Linear discriminant analysis (LDA) has been a useful tool in pattern recognition and data analysis research and practice. While linearity of class boundaries cannot always be expected, nonlinear projections through pre-trained deep neural networks have served to map complex data onto feature spaces in which linear discrimination has served well. The solution to binary LDA is obtained by eigenvalue analysis of within-class and between-class scatter matrices. It is well known that the multiclass LDA is solved by an extension to the binary LDA, a generalised eigenvalue problem, from which the largest subspace that can be extracted is of dimension one lower than the number of classes in the given problem. In this paper, we show that, apart from the first of the discriminant directions, the generalised eigenanalysis solution to multiclass LDA does neither yield orthogonal discriminant directions nor maximise discrimination of projected data along them. Surprisingly, to the best of our knowledge, this has not been noted in decades of literature on LDA. To overcome this drawback, we present a derivation with a strict theoretical support for sequentially obtaining discriminant directions that are orthogonal to previously computed ones and maximise in each step the Fisher criterion. We show distributions of projections along these axes and demonstrate that discrimination of data projected onto these discriminant directions has optimal separation, which is much higher than those from the generalised eigenvectors of the multiclass LDA. Using a wide range of benchmark tasks, we present a comprehensive empirical demonstration that on a number of pattern recognition and classification problems, the optimal discriminant subspaces obtained by the proposed method, referred to as GO-LDA (Generalised Optimal LDA), can offer superior accuracy.

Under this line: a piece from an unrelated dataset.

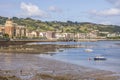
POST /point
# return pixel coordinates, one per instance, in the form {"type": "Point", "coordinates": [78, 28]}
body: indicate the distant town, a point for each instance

翻译：线性判别分析（LDA）一直是模式识别与数据分析研究及实践中行之有效的工具。虽然类别边界的线性特征并非总能得到保证，但通过预训练深度神经网络实现的非线性投影，可将复杂数据映射到便于线性判别的特征空间。二元LDA的解可通过类内散度矩阵与类间散度矩阵的特征值分析获得。众所周知，多类LDA通过将二元LDA扩展为广义特征值问题求解，其最大可提取子空间的维数比给定问题中的类别数少一。本文表明，除第一个判别方向外，多类LDA的广义特征分析解既不能产生正交的判别方向，也不能最大化投影数据沿这些方向的判别能力。令人惊讶的是，据我们所知，这一缺陷在数十年的LDA文献中未被注意到。为克服此缺陷，我们提出一种具有严格理论支持的推导方法，可顺序获取与先前计算方向正交且在每一步最大化Fisher准则的判别方向。我们展示了沿这些轴的投影分布，并证明投影到这些判别方向上的数据具有最优分离度，其分离效果远优于多类LDA的广义特征向量。通过广泛的基准任务，我们综合性地实证表明：在诸多模式识别与分类问题中，由所提方法（称为GO-LDA，即广义最优LDA）获得的最优判别子空间能够提供更优的分类准确率。